PHILADELPHIA – Adherence to the recommendations of an antibiotic stewardship program committee decreased 30-day readmissions without increasing length of stay at a freestanding children’s hospital.
Between March 3, 2008, and March 3, 2013, the antibiotic stewardship program (ASP) committee at Children’s Mercy Hospital–Kansas City, Mo., recommended discontinuing a prescribed antibiotic, changing the antibiotic, or reducing the antibiotic dose in 1,240 patients. When the recommendations were followed, no 30-day readmissions occurred, and median length of stay was 79 hours. When they were not followed, readmissions within 30 days occurred in 3% and 4% of otherwise healthy surgical and medical patients and in patients with chronic complex medical conditions, respectively, and median length of stay was 82 hours, Dr. Jason G. Newland reported at an annual scientific meeting on infectious diseases.
The study is the first to demonstrate that a stewardship program designed to control antibiotic prescription and treatment in the hospital setting has beneficial effects on children’s health, Dr.

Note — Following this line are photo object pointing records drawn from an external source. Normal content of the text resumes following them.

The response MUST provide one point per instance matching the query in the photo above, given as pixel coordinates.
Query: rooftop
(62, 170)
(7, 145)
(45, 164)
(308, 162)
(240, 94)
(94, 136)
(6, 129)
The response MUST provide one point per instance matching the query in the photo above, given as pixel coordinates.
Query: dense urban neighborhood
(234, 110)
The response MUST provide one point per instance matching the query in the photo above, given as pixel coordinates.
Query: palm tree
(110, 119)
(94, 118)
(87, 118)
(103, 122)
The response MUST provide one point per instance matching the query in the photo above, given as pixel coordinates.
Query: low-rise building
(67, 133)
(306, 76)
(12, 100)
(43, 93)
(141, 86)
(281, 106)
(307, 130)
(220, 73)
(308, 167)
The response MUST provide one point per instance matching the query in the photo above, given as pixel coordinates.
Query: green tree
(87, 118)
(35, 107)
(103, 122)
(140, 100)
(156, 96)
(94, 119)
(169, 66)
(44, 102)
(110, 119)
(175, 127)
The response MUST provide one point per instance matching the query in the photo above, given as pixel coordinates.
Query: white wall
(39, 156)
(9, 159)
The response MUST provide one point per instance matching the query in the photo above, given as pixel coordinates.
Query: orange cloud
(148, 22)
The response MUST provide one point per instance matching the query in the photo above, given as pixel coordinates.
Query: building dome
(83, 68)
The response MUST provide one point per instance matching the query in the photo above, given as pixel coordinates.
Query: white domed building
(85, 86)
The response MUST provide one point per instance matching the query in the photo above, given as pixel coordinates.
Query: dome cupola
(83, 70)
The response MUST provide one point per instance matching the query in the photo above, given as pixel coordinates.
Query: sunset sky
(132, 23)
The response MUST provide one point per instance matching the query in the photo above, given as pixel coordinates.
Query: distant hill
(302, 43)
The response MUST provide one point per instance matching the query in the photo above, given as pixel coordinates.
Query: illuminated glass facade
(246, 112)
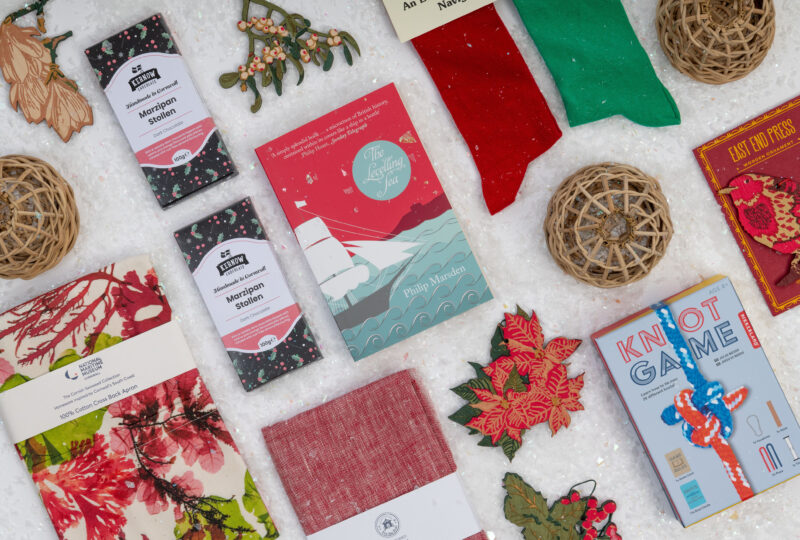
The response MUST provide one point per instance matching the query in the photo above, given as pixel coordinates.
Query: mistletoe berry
(297, 44)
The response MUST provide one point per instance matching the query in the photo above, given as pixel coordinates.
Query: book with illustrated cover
(752, 171)
(373, 221)
(703, 399)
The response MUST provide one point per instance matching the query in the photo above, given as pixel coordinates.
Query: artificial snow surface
(120, 217)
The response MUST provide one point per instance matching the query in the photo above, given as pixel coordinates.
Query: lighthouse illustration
(338, 275)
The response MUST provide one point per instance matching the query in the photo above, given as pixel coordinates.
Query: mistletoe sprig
(526, 384)
(573, 517)
(278, 40)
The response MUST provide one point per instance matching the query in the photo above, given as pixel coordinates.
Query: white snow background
(120, 217)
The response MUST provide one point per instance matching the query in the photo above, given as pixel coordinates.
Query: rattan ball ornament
(38, 218)
(716, 41)
(608, 225)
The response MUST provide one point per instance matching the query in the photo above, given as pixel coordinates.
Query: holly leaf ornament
(572, 517)
(525, 384)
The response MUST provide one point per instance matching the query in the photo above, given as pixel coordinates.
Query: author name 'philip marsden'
(433, 281)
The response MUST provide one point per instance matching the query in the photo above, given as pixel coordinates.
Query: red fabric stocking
(492, 97)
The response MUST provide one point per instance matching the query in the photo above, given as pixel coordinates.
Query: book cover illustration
(374, 223)
(235, 268)
(752, 171)
(703, 399)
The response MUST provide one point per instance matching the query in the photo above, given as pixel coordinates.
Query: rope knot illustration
(704, 411)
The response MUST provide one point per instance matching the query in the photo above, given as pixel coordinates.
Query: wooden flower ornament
(277, 40)
(38, 88)
(526, 384)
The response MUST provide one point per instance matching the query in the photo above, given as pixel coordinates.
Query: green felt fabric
(597, 62)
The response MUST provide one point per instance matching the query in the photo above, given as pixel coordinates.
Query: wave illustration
(440, 281)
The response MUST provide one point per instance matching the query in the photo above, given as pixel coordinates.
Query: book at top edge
(374, 223)
(647, 373)
(768, 146)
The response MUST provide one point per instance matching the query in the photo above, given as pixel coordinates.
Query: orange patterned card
(754, 175)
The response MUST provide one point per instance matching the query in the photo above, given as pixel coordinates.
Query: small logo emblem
(387, 525)
(232, 262)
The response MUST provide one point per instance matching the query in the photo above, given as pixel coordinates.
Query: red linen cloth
(492, 98)
(336, 460)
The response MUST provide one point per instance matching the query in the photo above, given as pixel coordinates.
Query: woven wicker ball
(608, 225)
(716, 41)
(38, 218)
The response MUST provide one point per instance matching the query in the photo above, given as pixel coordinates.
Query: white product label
(95, 382)
(247, 295)
(159, 109)
(437, 511)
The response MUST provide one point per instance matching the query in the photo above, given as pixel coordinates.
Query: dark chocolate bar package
(167, 125)
(235, 268)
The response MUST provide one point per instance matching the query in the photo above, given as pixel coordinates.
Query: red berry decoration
(568, 518)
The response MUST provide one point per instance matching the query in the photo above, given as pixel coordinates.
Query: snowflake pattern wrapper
(526, 384)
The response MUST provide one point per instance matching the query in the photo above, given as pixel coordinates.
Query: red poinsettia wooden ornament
(526, 384)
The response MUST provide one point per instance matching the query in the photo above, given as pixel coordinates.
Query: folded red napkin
(344, 457)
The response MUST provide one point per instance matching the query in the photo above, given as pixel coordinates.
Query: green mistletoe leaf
(328, 62)
(523, 505)
(464, 414)
(228, 80)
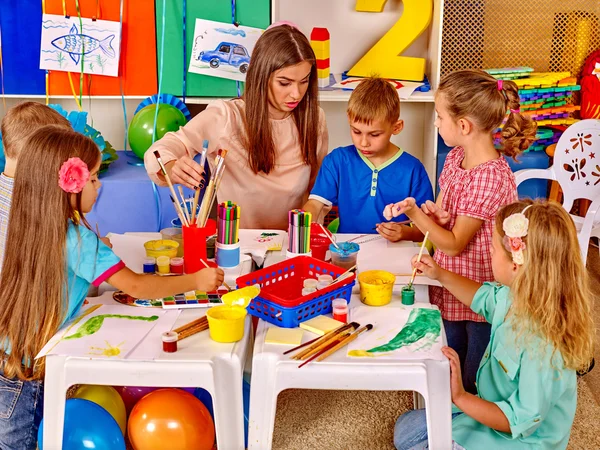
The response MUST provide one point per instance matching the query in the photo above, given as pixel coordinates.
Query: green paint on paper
(423, 324)
(95, 323)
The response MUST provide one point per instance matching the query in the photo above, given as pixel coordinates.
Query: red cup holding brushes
(194, 245)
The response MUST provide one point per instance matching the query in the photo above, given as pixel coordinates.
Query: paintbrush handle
(340, 344)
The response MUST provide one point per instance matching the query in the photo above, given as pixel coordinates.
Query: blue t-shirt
(348, 180)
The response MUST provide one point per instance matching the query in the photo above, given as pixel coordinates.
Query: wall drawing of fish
(77, 44)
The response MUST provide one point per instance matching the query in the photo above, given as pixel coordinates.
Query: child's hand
(440, 216)
(456, 387)
(427, 266)
(392, 231)
(403, 207)
(106, 241)
(208, 280)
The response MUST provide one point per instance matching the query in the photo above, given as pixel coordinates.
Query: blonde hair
(551, 295)
(476, 95)
(277, 48)
(33, 282)
(374, 99)
(22, 119)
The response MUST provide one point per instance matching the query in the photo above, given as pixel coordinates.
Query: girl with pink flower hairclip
(542, 333)
(51, 260)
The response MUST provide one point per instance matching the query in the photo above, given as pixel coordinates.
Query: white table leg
(55, 391)
(439, 405)
(263, 402)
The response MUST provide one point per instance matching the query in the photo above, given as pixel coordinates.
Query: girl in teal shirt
(542, 332)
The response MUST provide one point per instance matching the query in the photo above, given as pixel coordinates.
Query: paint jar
(163, 263)
(169, 339)
(339, 309)
(228, 255)
(149, 264)
(177, 266)
(289, 255)
(376, 287)
(345, 256)
(174, 234)
(408, 295)
(308, 291)
(194, 248)
(310, 283)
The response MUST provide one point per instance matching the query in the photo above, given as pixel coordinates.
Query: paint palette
(193, 299)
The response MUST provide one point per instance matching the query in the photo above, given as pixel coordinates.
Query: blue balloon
(87, 425)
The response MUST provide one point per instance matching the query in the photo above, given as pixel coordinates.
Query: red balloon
(171, 418)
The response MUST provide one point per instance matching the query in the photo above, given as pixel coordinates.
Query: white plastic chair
(576, 168)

Newland, medical director of patient safety and systems reliability at Children’s Mercy Hospitals and Clinics and the University of Missouri–-Kansas City said during a press briefing at the combined annual meetings of the Infectious Diseases Society of America, the Society for Healthcare Epidemiology of America, the HIV Medicine Association, and the Pediatric Infectious Diseases Society.
“We obviously were excited to see that we didn’t impact length of stay on a negative basis,” he said, adding that the 0% readmission rates in cases in which the physician agreed with the antibiotic stewardship program (ASP) recommendation was a particularly encouraging finding.
The ASP committee at Children’s Mercy Hospital, like most such programs, is led by epidemiologists and infectious disease physicians who are tasked with promoting the appropriate use of antibiotics in an effort to prevent the development of antibiotic resistance.
In the vast majority of cases included in the current study, the ASP committee’s recommendation was to discontinue the antibiotic, as it was deemed unnecessary, Dr. Newland noted.
ASP interventions occurred most often in patients receiving ceftriaxone/cefotaxime (62%), vancomycin (11%), and meropenem (5%). The most common diagnoses were pneumonia (22%), urinary tract infections (19%), and rule out sepsis (9%).
The findings reinforce the importance of viewing ASP committees as extensions of patient-safety initiatives, “as their presence really exemplifies the idea of do no harm,” said Dr. Pranita D. Tamma of Johns Hopkins Children’s Center, Baltimore, who moderated the press briefing.
Dr. Newland and his colleagues demonstrated the value of ASP committees for reducing the likelihood of further negative sequelae to which a child could be exposed as a result of inappropriate antibiotic use, such as the increased risk of health care associated infections that might come with readmission, having to take further medications, and undergo other interventions, and the cost and other burdens to families and the health care system as a whole, she said.
Dr. Newland reported receiving grant funding from Pfizer.